Relationship between demineralization events in dental enamel and the pH and mineral content of plaque.

Acid production in dental plaque from fermentation of dietary carbohydrate does not necessarily lead to demineralization of the underlying enamel. In the past it has been understood that pH buffering by plaque constituents must be overcome to allow the pH to fall, and then the fall must be of sufficient magnitude to exceed a critical pH value, i.e. the point where plaque fluid is just saturated with respect to enamel mineral. An evaluation of the literature suggests, however, that the critical pH is not a fixed value. It changes slowly as enamel mineral solubility changes with repeated pH cycling. Further, plaque mineral ion sinks, in which ions are removed from solution (first described by Luoma in 1964) and ion reservoirs from which ions are added to solution, modulate the critical pH value during plaque pH fall and rise so that its exact value is difficult to predetermine. A solid phase calcium phosphate ion reservoir in plaque may saturate plaque fluid with respect to enamel mineral continuously as the pH falls so that the critical pH is never exceeded. Common ion repression of enamel mineral dissolution is likely to be effective in the order pH greater than Ca greater than P. Plaque fluoride influences enamel dissolution in more than one way. Simultaneous dissolution of hydroxyapatite and reprecipitation of fluorapatite, a process which results in apparent dissolution repression, is probably the most important mechanism initially.
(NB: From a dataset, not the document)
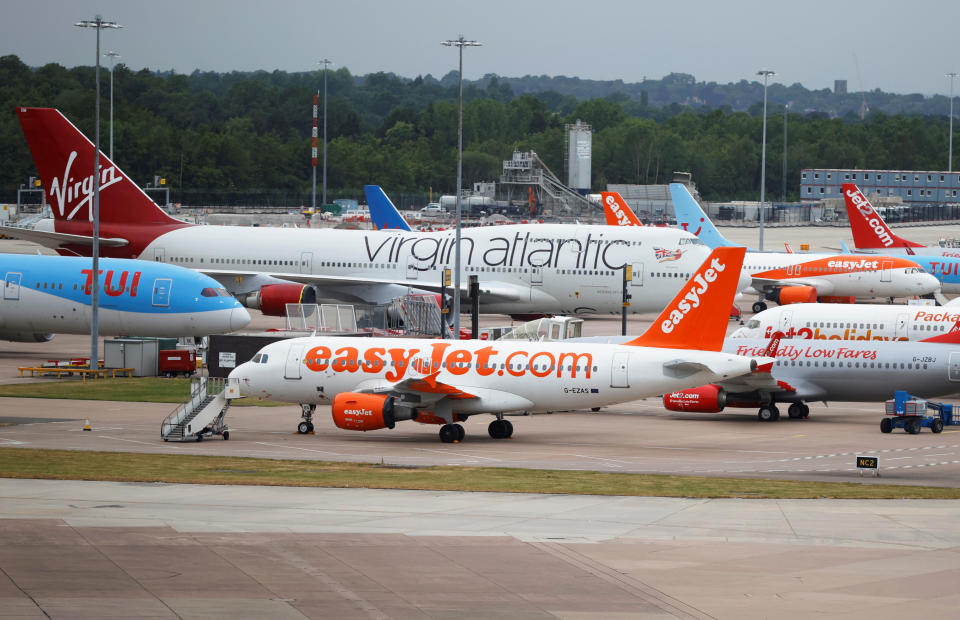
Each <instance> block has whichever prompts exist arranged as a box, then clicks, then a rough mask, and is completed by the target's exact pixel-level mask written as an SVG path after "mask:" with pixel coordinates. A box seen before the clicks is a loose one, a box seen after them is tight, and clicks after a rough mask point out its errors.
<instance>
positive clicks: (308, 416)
mask: <svg viewBox="0 0 960 620" xmlns="http://www.w3.org/2000/svg"><path fill="white" fill-rule="evenodd" d="M316 410H317V406H316V405H308V404H307V403H300V411H302V412H303V413H302V414H301V415H302V417H303V420H301V421H300V424H297V432H298V433H300V434H301V435H306V434H307V433H312V432H313V412H314V411H316Z"/></svg>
This process may coat individual enamel crystals with a F-rich layer so that, while the total F content is rather low, its effective solubility is more like that of fluorapatite. Fluoride in plaque fluid may then repress enamel mineral dissolution by common ion repression. If fluoride action follows this sequence efforts to build F into enamel clinically would be just as important as attempts to maintain F levels in plaque and saliva.